Problem 6 — Simple Linear Regression (37 points)

Question 6a (10 pts)

The simple linear regression model requires four assumptions. Not all assumptions are needed at every stage of the analysis pipeline.

State the four assumptions.
For each assumption, identify the stage at which it is first required: model fitting/estimation, statistical inference, or prediction intervals.
Explain why prediction intervals are not robust to the violation of the assumption identified in ii.

Question 6b (8 pts)

Assuming all assumptions are met, compute the slope \(b_1\) and the intercept \(b_0\). Write the fitted regression line \(\hat{y}\).

Question 6c (8 pts)

Predict the monthly premium for a 17-year-old teen and a 13-year-old teen, respectively.
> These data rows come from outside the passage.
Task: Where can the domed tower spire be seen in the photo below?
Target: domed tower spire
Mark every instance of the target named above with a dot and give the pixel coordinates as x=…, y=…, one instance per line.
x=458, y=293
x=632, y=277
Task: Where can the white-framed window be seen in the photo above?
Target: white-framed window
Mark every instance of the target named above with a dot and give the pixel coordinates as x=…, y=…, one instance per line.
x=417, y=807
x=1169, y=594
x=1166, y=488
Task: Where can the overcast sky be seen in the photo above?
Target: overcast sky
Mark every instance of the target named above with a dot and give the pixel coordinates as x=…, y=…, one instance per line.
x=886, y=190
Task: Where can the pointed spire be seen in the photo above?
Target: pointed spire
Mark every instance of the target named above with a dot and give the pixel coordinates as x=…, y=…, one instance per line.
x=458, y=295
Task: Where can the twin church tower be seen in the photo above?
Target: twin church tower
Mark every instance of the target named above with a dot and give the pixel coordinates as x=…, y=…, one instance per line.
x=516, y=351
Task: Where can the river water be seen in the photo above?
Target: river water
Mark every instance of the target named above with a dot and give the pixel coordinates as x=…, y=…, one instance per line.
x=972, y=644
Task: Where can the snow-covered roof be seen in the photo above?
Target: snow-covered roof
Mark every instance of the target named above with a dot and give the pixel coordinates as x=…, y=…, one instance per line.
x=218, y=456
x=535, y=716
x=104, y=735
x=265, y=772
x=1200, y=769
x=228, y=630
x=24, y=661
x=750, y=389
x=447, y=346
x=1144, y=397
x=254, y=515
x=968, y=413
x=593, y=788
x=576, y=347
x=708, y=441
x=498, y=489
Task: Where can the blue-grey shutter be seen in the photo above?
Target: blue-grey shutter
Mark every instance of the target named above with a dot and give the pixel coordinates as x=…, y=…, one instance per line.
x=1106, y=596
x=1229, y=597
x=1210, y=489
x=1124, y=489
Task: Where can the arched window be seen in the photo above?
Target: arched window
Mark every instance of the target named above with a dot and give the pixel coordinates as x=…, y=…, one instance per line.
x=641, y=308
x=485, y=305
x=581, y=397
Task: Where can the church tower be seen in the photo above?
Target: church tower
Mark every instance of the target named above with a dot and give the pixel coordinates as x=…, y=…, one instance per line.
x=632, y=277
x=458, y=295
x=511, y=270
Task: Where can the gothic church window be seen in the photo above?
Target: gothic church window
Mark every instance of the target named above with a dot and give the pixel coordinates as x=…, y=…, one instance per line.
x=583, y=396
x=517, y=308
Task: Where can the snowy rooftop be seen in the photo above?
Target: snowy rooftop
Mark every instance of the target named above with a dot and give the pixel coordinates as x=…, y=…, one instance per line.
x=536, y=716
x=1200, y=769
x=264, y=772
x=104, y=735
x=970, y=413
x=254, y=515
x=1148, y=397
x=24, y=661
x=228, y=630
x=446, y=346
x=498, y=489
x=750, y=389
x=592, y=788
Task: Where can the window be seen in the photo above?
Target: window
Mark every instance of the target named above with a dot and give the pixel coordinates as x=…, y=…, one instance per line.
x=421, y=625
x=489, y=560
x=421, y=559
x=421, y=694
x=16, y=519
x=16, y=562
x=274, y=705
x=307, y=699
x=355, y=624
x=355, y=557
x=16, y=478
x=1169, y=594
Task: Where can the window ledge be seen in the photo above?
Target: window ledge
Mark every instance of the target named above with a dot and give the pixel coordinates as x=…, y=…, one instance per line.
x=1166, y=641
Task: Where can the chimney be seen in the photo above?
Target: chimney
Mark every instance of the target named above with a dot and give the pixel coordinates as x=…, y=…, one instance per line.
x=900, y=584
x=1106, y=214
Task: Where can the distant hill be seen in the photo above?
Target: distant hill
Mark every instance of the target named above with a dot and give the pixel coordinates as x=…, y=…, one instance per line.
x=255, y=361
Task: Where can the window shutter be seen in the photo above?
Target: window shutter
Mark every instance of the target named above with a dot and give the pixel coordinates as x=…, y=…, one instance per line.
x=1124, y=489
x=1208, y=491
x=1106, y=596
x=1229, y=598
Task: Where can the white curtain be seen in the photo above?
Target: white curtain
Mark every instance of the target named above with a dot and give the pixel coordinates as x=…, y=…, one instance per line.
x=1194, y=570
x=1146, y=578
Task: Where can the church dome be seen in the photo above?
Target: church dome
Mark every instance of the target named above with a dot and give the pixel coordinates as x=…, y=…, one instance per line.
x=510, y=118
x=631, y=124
Discuss the statistical validity of these predictions.

Question 6d (8 pts)

Construct a 95% confidence interval for the mean monthly premium of all 17-year-old drivers. Use the R output below, along with the summary statistics from the problem introduction and your fitted regression model.

Residual standard error: 14.12 on 98 degrees of freedom
Multiple R-squared: 0.1887, Adjusted R-squared: 0.1804
F-statistic: 22.8 on 1 and 98 DF, p-value: 6.296e-06

`qt(0.025, 98, lower.tail=FALSE)` `[1] 1.984467`	`qf(0.025, 1, 98, lower.tail=FALSE)` `[1] 5.181823`
`qt(0.05, 98, lower.tail=FALSE)` `[1] 1.660551`	`qf(0.05, 1, 98, lower.tail=FALSE)` `[1] 3.938111`

Question 6e (3 pts)

Which of the following statements is reasonable regarding an interval estimate for a new response \(x^*\)?

1. The confidence interval for \(y^*\) becomes wider if \(x^*\) moves farther away from the sample mean \(\bar{x}\).
1. The confidence interval for \(y^*\) becomes narrower if \(x^*\) moves farther away from the sample mean \(\bar{x}\).
1. The prediction interval for \(y^*\) becomes wider if \(x^*\) moves farther away from the sample mean \(\bar{x}\).
1. The prediction interval for \(y^*\) becomes narrower if \(x^*\) moves farther away from the sample mean \(\bar{x}\).